Lux meter digunakan untuk mengukur tingkat iluminasi. Hampir semua
lux meter terdiri dari rangka, sebuah sensor dengan sel foto, dan layer panel.
Sensor diletakkan pada sumber cahaya. Cahaya akan menyinari sel foto sebagai
energi yang diteruskan oleh sel foto menjadi arus listrik. Makin banyak cahaya
yang diserap oleh sel, arus yang dihasilkan lebih besar. Kunci untuk mengingat
tentang cahaya adalah cahaya selalu membuat beberapa jenis perbedaan warna
pada panjang gelombang yang berbeda. Oleh karena itu, pembacaan merupakan
kombinasi efek dari semua panjang gelombang.
Standar warna dapat dijadikan referensi sebagai suhu warna dan dinyatakan dalam
derajat Kelvin. Standar suhu warna untuk kalibrasi dari hampir semua jenis cahaya
adalah 2856 derajat Kelvin, yang lebih kuning dari pada warna putih. Berbagai
jenis dari cahaya lampu menyala pada suhu warna yang berbeda. Pembacaan lux
meter akan berbeda, tergantung variasi sumber cahaya yang berbeda dari intensitas
yang sama. Hal ini menjadikan, beberapa cahaya terlihat lebih tajam atau lebih
lembut dari pada yang lain.
3.5 Kebisingan
Sampai saat ini banyak definisi yang digunakan untuk istilah kebisingan.

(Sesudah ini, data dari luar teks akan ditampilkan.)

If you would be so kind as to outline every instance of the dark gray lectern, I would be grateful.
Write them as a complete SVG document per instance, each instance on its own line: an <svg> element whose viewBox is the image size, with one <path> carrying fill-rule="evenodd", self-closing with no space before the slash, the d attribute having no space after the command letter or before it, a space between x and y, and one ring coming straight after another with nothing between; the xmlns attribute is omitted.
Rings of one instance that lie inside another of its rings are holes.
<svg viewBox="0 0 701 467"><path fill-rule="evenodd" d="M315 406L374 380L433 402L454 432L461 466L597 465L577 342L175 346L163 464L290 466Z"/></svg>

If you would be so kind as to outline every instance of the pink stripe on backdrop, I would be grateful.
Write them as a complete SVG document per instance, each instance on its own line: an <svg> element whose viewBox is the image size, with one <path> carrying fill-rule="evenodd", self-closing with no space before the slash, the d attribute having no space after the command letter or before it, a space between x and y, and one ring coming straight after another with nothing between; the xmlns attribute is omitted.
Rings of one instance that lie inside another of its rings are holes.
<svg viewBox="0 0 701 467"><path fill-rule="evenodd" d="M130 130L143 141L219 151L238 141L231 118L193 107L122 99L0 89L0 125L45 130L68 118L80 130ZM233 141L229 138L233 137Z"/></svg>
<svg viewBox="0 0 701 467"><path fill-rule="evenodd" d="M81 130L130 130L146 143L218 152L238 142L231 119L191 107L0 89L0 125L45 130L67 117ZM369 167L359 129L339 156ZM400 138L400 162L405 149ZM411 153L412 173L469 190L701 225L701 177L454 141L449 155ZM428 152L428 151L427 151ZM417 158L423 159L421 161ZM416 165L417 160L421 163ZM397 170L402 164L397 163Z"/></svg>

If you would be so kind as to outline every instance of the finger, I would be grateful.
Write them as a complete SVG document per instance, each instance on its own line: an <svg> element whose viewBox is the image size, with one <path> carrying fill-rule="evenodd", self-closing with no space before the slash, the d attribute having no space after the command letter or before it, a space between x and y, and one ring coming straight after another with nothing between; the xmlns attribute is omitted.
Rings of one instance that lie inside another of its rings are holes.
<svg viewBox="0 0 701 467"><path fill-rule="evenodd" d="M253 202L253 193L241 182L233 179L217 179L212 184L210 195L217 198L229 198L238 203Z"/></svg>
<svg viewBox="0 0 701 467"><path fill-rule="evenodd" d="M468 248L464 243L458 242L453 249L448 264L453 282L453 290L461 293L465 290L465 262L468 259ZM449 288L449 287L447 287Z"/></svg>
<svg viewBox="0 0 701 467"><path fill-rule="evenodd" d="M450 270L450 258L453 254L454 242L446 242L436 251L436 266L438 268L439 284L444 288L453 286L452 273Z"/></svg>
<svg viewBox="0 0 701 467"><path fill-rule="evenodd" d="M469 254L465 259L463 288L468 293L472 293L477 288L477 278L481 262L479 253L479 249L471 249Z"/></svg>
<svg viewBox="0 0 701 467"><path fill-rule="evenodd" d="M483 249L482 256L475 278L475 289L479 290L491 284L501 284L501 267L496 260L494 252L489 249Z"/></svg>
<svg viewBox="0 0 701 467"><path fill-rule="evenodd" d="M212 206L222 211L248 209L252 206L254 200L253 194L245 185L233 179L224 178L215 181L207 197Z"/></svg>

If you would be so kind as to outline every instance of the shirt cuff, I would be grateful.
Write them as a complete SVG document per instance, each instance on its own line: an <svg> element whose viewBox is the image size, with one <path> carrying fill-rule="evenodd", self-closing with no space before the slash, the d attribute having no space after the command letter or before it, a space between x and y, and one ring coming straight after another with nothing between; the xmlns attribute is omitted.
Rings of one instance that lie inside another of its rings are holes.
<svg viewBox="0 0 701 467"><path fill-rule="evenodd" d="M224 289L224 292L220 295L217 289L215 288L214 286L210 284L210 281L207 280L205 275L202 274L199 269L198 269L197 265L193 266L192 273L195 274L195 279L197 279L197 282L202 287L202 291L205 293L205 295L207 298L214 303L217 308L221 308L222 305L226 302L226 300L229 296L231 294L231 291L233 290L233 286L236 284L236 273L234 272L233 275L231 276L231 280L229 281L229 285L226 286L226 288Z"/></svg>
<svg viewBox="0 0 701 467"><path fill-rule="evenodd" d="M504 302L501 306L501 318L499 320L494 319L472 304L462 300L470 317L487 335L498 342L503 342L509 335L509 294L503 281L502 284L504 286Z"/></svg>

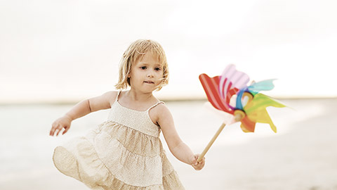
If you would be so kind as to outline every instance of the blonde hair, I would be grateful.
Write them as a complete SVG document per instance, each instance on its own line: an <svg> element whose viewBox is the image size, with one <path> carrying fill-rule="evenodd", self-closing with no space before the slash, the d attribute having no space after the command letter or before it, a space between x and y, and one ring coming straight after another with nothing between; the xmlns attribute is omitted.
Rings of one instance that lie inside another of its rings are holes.
<svg viewBox="0 0 337 190"><path fill-rule="evenodd" d="M128 77L134 63L141 59L146 53L153 53L163 67L163 77L157 90L160 90L168 84L168 67L166 56L161 46L151 39L138 39L133 42L125 51L119 65L119 77L115 87L117 89L126 89L130 87L130 78Z"/></svg>

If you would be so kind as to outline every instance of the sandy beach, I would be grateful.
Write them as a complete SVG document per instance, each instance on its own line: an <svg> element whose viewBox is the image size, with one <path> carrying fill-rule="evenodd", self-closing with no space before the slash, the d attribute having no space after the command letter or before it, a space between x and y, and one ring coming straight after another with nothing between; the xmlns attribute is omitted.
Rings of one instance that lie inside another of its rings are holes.
<svg viewBox="0 0 337 190"><path fill-rule="evenodd" d="M265 124L250 134L239 124L227 126L201 171L176 159L161 137L186 189L337 189L337 99L281 101L291 108L268 109L277 133ZM223 120L205 102L166 103L180 137L195 153ZM0 189L88 189L59 172L51 157L56 146L105 121L107 110L74 121L66 135L49 137L51 122L72 106L0 106Z"/></svg>

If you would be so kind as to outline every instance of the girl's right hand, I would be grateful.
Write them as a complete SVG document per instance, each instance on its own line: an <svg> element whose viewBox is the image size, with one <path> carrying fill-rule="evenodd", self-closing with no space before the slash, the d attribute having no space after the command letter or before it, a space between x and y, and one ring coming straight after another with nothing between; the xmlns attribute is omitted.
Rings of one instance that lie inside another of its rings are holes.
<svg viewBox="0 0 337 190"><path fill-rule="evenodd" d="M54 136L54 134L56 133L56 136L58 135L62 129L65 129L62 134L65 134L69 129L70 128L70 125L72 123L72 118L67 115L65 115L62 118L57 119L52 124L51 132L49 132L50 136Z"/></svg>

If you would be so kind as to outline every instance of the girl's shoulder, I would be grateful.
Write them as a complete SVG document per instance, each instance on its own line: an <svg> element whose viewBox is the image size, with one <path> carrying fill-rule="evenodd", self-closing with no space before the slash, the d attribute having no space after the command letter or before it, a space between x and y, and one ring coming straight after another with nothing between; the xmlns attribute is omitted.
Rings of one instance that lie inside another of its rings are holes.
<svg viewBox="0 0 337 190"><path fill-rule="evenodd" d="M151 108L151 111L156 113L157 117L165 117L167 114L171 115L170 110L163 101L158 101L156 106Z"/></svg>
<svg viewBox="0 0 337 190"><path fill-rule="evenodd" d="M105 92L102 95L102 96L107 101L109 101L110 106L114 103L114 102L117 99L117 96L119 95L119 91L109 91Z"/></svg>

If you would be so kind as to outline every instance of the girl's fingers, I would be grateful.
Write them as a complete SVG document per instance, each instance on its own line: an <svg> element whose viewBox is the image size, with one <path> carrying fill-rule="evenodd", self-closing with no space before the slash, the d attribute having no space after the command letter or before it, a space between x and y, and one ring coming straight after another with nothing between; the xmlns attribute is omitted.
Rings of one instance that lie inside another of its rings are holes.
<svg viewBox="0 0 337 190"><path fill-rule="evenodd" d="M62 134L65 134L65 133L66 133L69 130L69 128L70 128L70 127L65 127L65 131L63 131Z"/></svg>

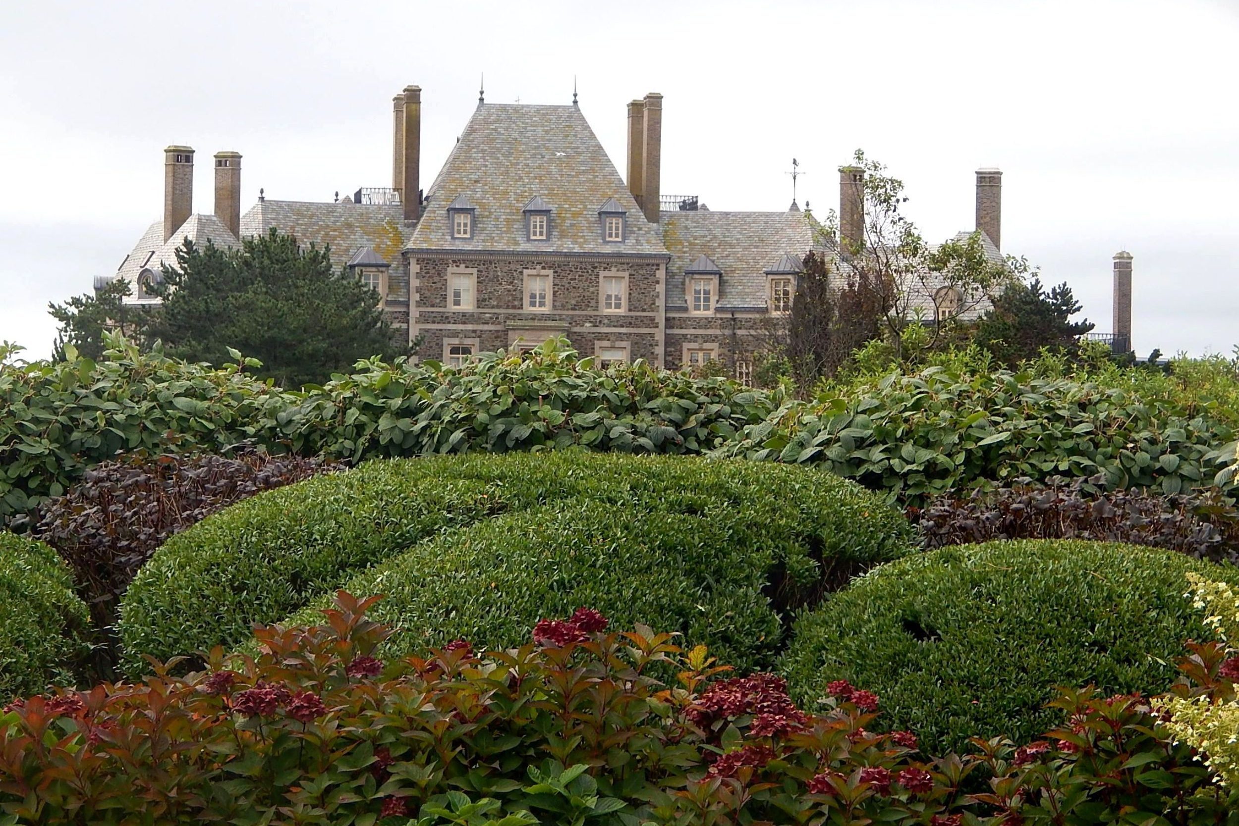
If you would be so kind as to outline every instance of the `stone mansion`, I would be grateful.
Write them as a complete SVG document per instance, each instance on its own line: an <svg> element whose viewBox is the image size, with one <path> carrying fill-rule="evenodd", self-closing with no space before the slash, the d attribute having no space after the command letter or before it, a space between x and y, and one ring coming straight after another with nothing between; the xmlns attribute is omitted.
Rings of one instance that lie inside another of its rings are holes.
<svg viewBox="0 0 1239 826"><path fill-rule="evenodd" d="M394 98L392 187L332 202L274 201L240 212L240 161L214 161L214 213L192 212L195 151L165 150L164 217L115 275L131 301L186 238L217 246L271 228L330 245L333 261L372 285L393 327L421 359L460 364L475 353L565 336L585 355L643 358L672 369L724 359L747 379L772 315L786 313L800 261L830 254L812 214L715 212L660 189L663 97L628 104L627 176L575 102L479 99L429 187L420 168L421 89ZM855 171L840 170L841 232L855 224ZM1001 172L976 172L976 228L1001 260ZM942 298L942 297L939 297ZM934 301L939 301L934 298ZM949 305L950 296L945 296ZM278 323L278 321L276 321Z"/></svg>

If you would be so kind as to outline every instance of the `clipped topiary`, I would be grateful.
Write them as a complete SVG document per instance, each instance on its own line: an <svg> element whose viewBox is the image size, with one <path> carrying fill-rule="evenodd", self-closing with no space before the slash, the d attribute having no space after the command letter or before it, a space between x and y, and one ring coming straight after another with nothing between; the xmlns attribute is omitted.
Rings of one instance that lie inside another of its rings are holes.
<svg viewBox="0 0 1239 826"><path fill-rule="evenodd" d="M89 624L56 551L0 531L0 701L73 685Z"/></svg>
<svg viewBox="0 0 1239 826"><path fill-rule="evenodd" d="M141 654L238 644L348 585L388 594L377 615L408 645L512 644L587 604L752 666L777 651L787 609L909 549L897 510L807 468L585 452L377 461L170 539L130 586L120 633L141 667Z"/></svg>
<svg viewBox="0 0 1239 826"><path fill-rule="evenodd" d="M883 565L800 617L783 670L808 707L846 680L928 750L969 737L1021 742L1058 723L1057 686L1170 687L1186 639L1207 630L1187 572L1239 568L1135 545L960 545Z"/></svg>

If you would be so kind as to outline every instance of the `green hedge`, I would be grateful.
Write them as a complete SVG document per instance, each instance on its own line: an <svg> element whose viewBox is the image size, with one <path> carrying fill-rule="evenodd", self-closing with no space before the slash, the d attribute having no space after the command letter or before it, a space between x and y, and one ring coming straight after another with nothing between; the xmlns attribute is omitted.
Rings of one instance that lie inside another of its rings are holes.
<svg viewBox="0 0 1239 826"><path fill-rule="evenodd" d="M515 643L589 606L756 665L779 645L779 608L909 546L901 514L807 468L584 451L374 461L170 539L130 586L120 634L138 667L240 643L346 586L387 593L377 615L419 641Z"/></svg>
<svg viewBox="0 0 1239 826"><path fill-rule="evenodd" d="M833 680L876 692L927 750L1025 742L1061 713L1056 686L1170 687L1183 640L1204 639L1187 571L1239 568L1135 545L1027 540L909 556L857 578L795 624L783 670L802 701ZM812 706L810 706L812 707Z"/></svg>
<svg viewBox="0 0 1239 826"><path fill-rule="evenodd" d="M90 620L56 551L0 531L0 701L74 685Z"/></svg>

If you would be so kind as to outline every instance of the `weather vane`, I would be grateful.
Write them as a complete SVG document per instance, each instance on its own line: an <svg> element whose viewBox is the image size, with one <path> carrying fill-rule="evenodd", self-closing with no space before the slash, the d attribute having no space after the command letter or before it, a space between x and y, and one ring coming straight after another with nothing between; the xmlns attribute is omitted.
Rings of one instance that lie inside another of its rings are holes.
<svg viewBox="0 0 1239 826"><path fill-rule="evenodd" d="M792 176L792 203L795 203L795 180L798 177L800 177L802 175L808 175L808 172L802 172L800 171L800 161L798 161L798 160L795 160L793 157L792 159L792 171L790 172L784 172L783 175L790 175Z"/></svg>

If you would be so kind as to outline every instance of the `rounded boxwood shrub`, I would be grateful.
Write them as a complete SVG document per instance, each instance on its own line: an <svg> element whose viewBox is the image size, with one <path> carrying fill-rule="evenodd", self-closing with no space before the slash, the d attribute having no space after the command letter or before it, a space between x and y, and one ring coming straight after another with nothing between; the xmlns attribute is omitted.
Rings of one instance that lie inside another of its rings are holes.
<svg viewBox="0 0 1239 826"><path fill-rule="evenodd" d="M1186 573L1239 568L1136 545L1078 540L960 545L877 567L795 623L783 658L812 703L846 680L927 750L1016 742L1058 724L1056 686L1161 692L1183 641L1203 639Z"/></svg>
<svg viewBox="0 0 1239 826"><path fill-rule="evenodd" d="M73 685L89 624L56 551L0 531L0 701Z"/></svg>
<svg viewBox="0 0 1239 826"><path fill-rule="evenodd" d="M419 641L520 641L539 618L590 606L751 664L776 650L781 608L909 552L911 537L875 494L808 468L586 452L375 461L170 539L130 586L120 632L140 667L141 654L238 644L344 586L388 594L377 615Z"/></svg>

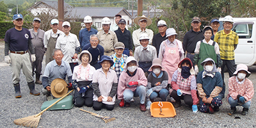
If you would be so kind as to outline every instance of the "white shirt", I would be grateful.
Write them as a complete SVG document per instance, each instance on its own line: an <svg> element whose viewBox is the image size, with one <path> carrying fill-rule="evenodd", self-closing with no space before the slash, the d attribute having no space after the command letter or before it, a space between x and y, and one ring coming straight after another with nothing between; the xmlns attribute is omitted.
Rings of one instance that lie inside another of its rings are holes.
<svg viewBox="0 0 256 128"><path fill-rule="evenodd" d="M201 45L201 41L202 40L199 40L198 42L197 42L196 43L196 49L195 49L195 53L196 54L198 54L200 52L200 46ZM207 43L206 42L206 40L205 39L203 40L203 43L205 43L206 44L209 44L211 45L212 45L213 44L213 40L210 40L210 41L209 41L209 42ZM220 47L219 47L219 45L218 44L217 42L215 42L215 45L214 45L214 51L215 51L215 53L216 54L220 54Z"/></svg>
<svg viewBox="0 0 256 128"><path fill-rule="evenodd" d="M138 29L136 29L132 32L132 40L133 40L133 44L136 47L138 47L138 46L140 45L140 36L141 35L142 33L147 33L149 37L149 42L148 44L152 45L152 42L153 40L153 36L154 36L154 33L151 29L146 28L144 31L142 31L142 30L139 28Z"/></svg>
<svg viewBox="0 0 256 128"><path fill-rule="evenodd" d="M45 33L44 33L44 47L47 48L49 39L50 38L51 36L53 38L57 38L58 34L60 34L60 36L61 36L62 35L65 35L63 31L61 31L59 29L57 30L56 33L54 33L53 32L52 29L50 29L50 30L45 31Z"/></svg>
<svg viewBox="0 0 256 128"><path fill-rule="evenodd" d="M152 61L156 58L156 49L152 45L148 45L146 50L144 50L141 45L135 49L134 58L137 61Z"/></svg>
<svg viewBox="0 0 256 128"><path fill-rule="evenodd" d="M60 49L64 54L62 59L68 63L71 63L72 58L76 53L76 48L80 47L77 36L69 33L68 35L62 35L57 39L55 49Z"/></svg>

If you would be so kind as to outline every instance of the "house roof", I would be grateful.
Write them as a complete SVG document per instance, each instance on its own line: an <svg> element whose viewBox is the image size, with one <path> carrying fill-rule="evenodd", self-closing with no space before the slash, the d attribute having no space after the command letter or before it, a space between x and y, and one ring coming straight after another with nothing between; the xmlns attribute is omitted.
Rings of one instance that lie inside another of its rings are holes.
<svg viewBox="0 0 256 128"><path fill-rule="evenodd" d="M75 7L71 13L76 15L80 15L79 17L83 19L86 15L90 15L92 17L114 17L115 15L121 13L122 11L131 18L130 13L124 8Z"/></svg>
<svg viewBox="0 0 256 128"><path fill-rule="evenodd" d="M29 10L32 8L38 7L40 4L45 4L51 7L52 9L56 10L58 11L58 1L40 1L38 3L35 4L33 6L28 8L26 10ZM72 6L64 2L64 8L73 8Z"/></svg>

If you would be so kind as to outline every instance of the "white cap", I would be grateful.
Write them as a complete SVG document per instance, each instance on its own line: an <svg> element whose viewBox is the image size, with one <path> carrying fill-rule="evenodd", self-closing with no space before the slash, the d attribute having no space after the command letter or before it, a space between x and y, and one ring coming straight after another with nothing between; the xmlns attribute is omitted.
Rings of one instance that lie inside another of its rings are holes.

Bising dapat diartikan sebagai suara yang timbul dari getaran-getaran yang tidak
teratur dan periodik. Adapula yang mengartikan bahwa kebisingan adalah suara yang
tidak mengandung kualitas musik
Terdapat beberapa pendapat mengenai definisi kebisingan antara lain (Wahyu, 2003) :
1. Menurut Dennis
Bising adalah suara yang timbul dari getaran-getaran yang tidak teratur.
2. Menurut Spooner
Bising adalah suara yang tidak mengandung kualitas musik
3. Menurut Sataloff
Bising adalah bunyi yang terdiri dari frekuensi yang acak dan tidak
berhubungan satu dengan yang lain.
4. Menurut Burn, Littre dan Wail
Bising adalah suara yang tidak dikehendaki kehadirannya oleh yang
mendengar dan mengganggu.
5. Menurut Sumamur
Bising adalah suara yang tidak dikeendaki (unwanted sound).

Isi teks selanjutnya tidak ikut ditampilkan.